P. 32 of Theorem List - Metamath Proof Explorer

Theorem List for Metamath Proof Explorer - 3101-3200   *Has distinct variable group(s)

Type	Label	Description
Statement
Theorem	r19.30 3101	Restricted quantifier version of 19.30 1881. (Contributed by Scott Fenton, 25-Feb-2011.) (Proof shortened by Wolf Lammen, 5-Nov-2024.)
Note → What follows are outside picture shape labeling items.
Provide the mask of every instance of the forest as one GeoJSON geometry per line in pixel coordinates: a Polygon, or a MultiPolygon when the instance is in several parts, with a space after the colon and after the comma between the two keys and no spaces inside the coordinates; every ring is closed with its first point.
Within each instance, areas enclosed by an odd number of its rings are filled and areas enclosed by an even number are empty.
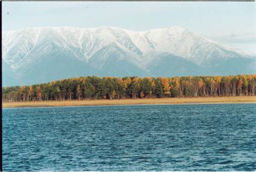
{"type": "Polygon", "coordinates": [[[255,96],[256,74],[138,78],[87,76],[2,88],[2,102],[255,96]]]}

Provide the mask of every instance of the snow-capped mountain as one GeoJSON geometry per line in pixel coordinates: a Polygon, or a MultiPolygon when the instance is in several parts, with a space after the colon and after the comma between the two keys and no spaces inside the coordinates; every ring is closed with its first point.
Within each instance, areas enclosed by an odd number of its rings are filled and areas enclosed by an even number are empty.
{"type": "Polygon", "coordinates": [[[4,86],[87,75],[256,72],[255,57],[178,26],[143,32],[113,27],[33,28],[4,32],[2,43],[4,86]]]}

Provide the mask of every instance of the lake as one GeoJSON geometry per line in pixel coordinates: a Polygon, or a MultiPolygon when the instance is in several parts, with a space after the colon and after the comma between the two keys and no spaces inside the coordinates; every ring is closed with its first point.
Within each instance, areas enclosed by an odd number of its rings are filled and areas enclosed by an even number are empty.
{"type": "Polygon", "coordinates": [[[256,105],[4,108],[4,171],[255,171],[256,105]]]}

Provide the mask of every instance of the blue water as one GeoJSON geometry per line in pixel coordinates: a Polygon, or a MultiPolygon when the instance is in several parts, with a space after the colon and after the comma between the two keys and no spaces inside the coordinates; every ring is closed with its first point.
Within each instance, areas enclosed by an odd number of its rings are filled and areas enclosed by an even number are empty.
{"type": "Polygon", "coordinates": [[[4,171],[256,170],[256,105],[3,109],[4,171]]]}

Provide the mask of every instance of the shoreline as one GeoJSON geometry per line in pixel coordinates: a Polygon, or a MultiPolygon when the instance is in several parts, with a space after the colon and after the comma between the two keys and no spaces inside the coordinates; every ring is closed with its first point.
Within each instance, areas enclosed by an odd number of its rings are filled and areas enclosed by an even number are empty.
{"type": "Polygon", "coordinates": [[[2,102],[2,108],[75,106],[256,103],[256,96],[148,98],[114,100],[2,102]]]}

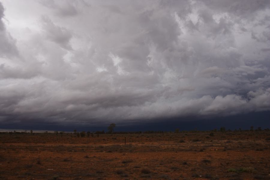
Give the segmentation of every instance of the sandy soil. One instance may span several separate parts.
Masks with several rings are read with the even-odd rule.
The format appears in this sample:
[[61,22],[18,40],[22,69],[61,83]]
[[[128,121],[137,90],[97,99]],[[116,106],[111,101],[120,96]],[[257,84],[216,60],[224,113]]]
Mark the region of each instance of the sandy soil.
[[209,134],[0,134],[0,179],[270,179],[270,132]]

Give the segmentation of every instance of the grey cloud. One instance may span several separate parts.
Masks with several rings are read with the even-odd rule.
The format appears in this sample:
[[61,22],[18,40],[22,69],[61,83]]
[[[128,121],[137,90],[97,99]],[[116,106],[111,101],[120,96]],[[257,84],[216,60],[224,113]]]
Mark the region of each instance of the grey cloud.
[[39,2],[41,4],[48,8],[53,10],[55,13],[62,17],[70,17],[76,15],[78,10],[76,4],[81,1],[85,5],[88,4],[83,0],[81,1],[56,1],[54,0],[42,0]]
[[48,17],[41,18],[42,28],[46,37],[50,40],[58,44],[65,49],[70,50],[72,47],[69,41],[72,33],[66,28],[55,24]]
[[16,41],[7,32],[3,21],[4,9],[0,2],[0,57],[17,56],[18,52],[16,46]]

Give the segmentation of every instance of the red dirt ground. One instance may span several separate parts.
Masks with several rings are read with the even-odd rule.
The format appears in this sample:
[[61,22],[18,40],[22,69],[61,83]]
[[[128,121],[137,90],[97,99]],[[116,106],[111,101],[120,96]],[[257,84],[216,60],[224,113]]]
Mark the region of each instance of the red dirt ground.
[[270,179],[270,132],[214,134],[2,134],[0,179]]

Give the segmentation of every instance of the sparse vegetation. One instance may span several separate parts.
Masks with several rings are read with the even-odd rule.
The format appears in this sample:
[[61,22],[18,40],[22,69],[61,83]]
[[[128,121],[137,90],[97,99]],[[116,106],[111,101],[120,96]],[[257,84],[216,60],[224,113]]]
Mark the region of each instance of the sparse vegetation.
[[[51,179],[55,175],[59,179],[267,179],[270,131],[237,131],[124,135],[88,131],[86,136],[94,136],[90,139],[78,132],[76,136],[63,133],[62,138],[54,132],[0,133],[0,179]],[[208,136],[213,142],[206,139]],[[14,167],[17,175],[11,173]]]

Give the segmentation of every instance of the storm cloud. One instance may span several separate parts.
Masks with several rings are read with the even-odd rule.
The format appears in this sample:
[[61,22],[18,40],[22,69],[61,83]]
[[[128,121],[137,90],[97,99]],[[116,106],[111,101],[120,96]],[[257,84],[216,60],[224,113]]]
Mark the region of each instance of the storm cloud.
[[0,2],[0,123],[270,110],[270,2]]

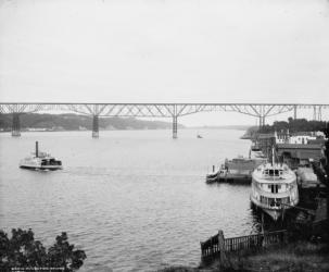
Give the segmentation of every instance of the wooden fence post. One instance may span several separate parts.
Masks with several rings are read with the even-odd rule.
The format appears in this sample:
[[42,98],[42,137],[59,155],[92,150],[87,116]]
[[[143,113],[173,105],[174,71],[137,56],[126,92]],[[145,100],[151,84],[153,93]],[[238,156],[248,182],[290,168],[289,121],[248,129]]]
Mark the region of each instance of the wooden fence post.
[[220,252],[220,265],[228,267],[228,260],[225,252],[225,239],[224,233],[222,230],[218,231],[218,245],[219,245],[219,252]]

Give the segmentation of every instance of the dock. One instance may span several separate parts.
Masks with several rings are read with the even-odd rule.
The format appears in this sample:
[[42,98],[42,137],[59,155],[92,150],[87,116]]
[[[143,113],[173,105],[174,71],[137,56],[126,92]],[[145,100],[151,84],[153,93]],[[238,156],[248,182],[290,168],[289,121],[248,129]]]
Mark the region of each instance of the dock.
[[207,261],[220,257],[220,261],[225,261],[227,252],[282,244],[287,242],[287,230],[230,238],[224,238],[223,231],[219,231],[218,234],[200,243],[201,258],[203,261]]

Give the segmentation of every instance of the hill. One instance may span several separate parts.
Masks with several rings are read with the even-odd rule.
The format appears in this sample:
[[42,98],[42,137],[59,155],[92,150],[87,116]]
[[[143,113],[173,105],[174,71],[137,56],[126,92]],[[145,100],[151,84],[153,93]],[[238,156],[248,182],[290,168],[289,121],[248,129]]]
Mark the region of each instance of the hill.
[[[182,125],[178,125],[184,127]],[[11,131],[12,115],[0,114],[0,129]],[[92,118],[78,114],[39,114],[27,113],[21,115],[22,131],[85,131],[91,129]],[[100,129],[166,129],[172,128],[170,122],[145,121],[135,118],[100,118]]]

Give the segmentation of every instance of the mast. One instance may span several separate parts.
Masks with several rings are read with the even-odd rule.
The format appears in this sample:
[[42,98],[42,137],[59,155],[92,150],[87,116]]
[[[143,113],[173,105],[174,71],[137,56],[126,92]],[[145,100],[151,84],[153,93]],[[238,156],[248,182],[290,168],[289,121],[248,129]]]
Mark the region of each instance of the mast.
[[36,141],[36,157],[39,157],[39,143]]

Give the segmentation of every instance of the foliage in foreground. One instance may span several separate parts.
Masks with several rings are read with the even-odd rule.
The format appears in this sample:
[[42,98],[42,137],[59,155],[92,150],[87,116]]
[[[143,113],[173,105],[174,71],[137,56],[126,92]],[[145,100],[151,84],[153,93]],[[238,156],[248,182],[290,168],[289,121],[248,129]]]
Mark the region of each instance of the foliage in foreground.
[[[35,240],[31,230],[13,228],[12,236],[0,230],[0,271],[12,268],[61,268],[65,272],[78,270],[87,258],[84,250],[74,249],[66,233],[56,236],[48,250]],[[63,271],[63,270],[62,270]]]

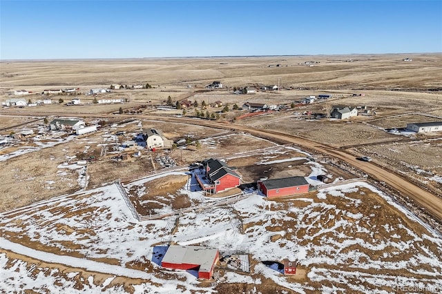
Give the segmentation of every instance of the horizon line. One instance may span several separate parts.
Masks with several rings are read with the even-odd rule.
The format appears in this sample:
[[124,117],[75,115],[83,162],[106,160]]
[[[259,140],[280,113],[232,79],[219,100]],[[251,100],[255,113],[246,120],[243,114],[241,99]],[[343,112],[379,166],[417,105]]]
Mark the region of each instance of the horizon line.
[[84,57],[84,58],[36,58],[36,59],[8,59],[0,58],[0,62],[9,61],[68,61],[68,60],[110,60],[110,59],[167,59],[192,58],[244,58],[244,57],[276,57],[302,56],[345,56],[345,55],[432,55],[442,54],[442,52],[398,52],[398,53],[340,53],[340,54],[296,54],[296,55],[213,55],[213,56],[170,56],[162,57]]

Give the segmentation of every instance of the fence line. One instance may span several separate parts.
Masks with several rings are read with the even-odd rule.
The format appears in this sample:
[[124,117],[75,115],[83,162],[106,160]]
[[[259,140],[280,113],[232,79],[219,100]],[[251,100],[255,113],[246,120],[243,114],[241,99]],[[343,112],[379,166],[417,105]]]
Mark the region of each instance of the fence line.
[[198,210],[202,209],[210,208],[219,205],[224,205],[224,204],[228,204],[229,203],[237,202],[238,201],[244,199],[246,198],[249,198],[249,197],[256,194],[258,194],[257,192],[253,192],[251,193],[245,193],[245,194],[238,193],[233,196],[229,197],[228,198],[224,198],[222,200],[219,200],[216,202],[212,202],[206,204],[200,205],[199,206],[191,206],[186,208],[175,209],[166,213],[157,213],[155,215],[142,215],[140,217],[139,220],[140,222],[144,222],[146,220],[157,219],[169,217],[171,215],[181,215],[182,213],[189,213],[193,210]]
[[119,193],[121,193],[122,196],[123,196],[123,199],[124,199],[124,202],[126,202],[127,207],[128,207],[129,209],[131,210],[131,212],[132,213],[132,215],[133,215],[133,217],[135,219],[137,219],[137,220],[140,221],[140,214],[138,214],[138,212],[137,211],[135,208],[133,206],[133,204],[129,199],[129,197],[126,193],[126,190],[124,190],[124,187],[123,187],[123,185],[122,185],[122,182],[119,180],[118,180],[115,182],[115,185],[117,185],[117,188],[118,188]]

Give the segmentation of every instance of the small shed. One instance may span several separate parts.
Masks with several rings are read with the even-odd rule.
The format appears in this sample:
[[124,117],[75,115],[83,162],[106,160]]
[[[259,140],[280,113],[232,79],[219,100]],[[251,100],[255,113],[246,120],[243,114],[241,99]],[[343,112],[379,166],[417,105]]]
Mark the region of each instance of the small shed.
[[216,248],[196,246],[172,245],[161,261],[164,268],[198,271],[199,279],[209,280],[220,259]]
[[258,188],[268,198],[307,193],[309,186],[305,178],[300,176],[258,181]]
[[416,133],[441,132],[442,121],[407,124],[407,129]]
[[290,262],[287,259],[284,260],[284,275],[296,275],[296,263],[294,262]]

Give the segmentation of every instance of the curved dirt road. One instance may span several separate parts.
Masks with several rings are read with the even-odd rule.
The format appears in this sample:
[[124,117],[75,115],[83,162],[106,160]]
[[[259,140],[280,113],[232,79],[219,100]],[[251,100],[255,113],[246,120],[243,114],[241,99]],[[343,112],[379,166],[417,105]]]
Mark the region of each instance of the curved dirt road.
[[[2,112],[0,112],[1,113]],[[8,115],[17,116],[48,116],[59,115],[57,113],[26,113],[26,112],[3,112]],[[260,137],[265,137],[275,141],[282,141],[287,143],[294,144],[300,147],[316,150],[319,153],[329,155],[336,157],[349,165],[358,168],[367,175],[378,179],[379,182],[384,182],[389,186],[393,187],[401,193],[403,196],[405,196],[412,199],[415,203],[423,208],[430,215],[432,215],[439,222],[442,222],[442,199],[436,195],[425,190],[414,184],[408,182],[406,179],[392,173],[391,171],[385,170],[381,167],[369,162],[361,161],[356,159],[354,156],[341,150],[338,150],[331,146],[315,142],[307,139],[300,138],[294,135],[272,131],[268,130],[258,129],[252,127],[235,124],[220,123],[216,121],[206,121],[199,119],[190,119],[185,117],[170,117],[157,115],[104,115],[104,114],[90,114],[90,113],[64,113],[64,116],[73,117],[106,117],[106,118],[137,118],[144,119],[155,119],[162,121],[170,121],[174,123],[181,123],[186,124],[193,124],[209,128],[220,129],[231,129],[248,133]]]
⊢ (∀𝑥 ∈ 𝐴 (𝜑 ∨ 𝜓) → (∀𝑥 ∈ 𝐴 𝜑 ∨ ∃𝑥 ∈ 𝐴 𝜓))
Theorem	r19.43 3102	Restricted quantifier version of 19.43 1882. (Contributed by NM, 27-May-1998.) (Proof shortened by Andrew Salmon, 30-May-2011.)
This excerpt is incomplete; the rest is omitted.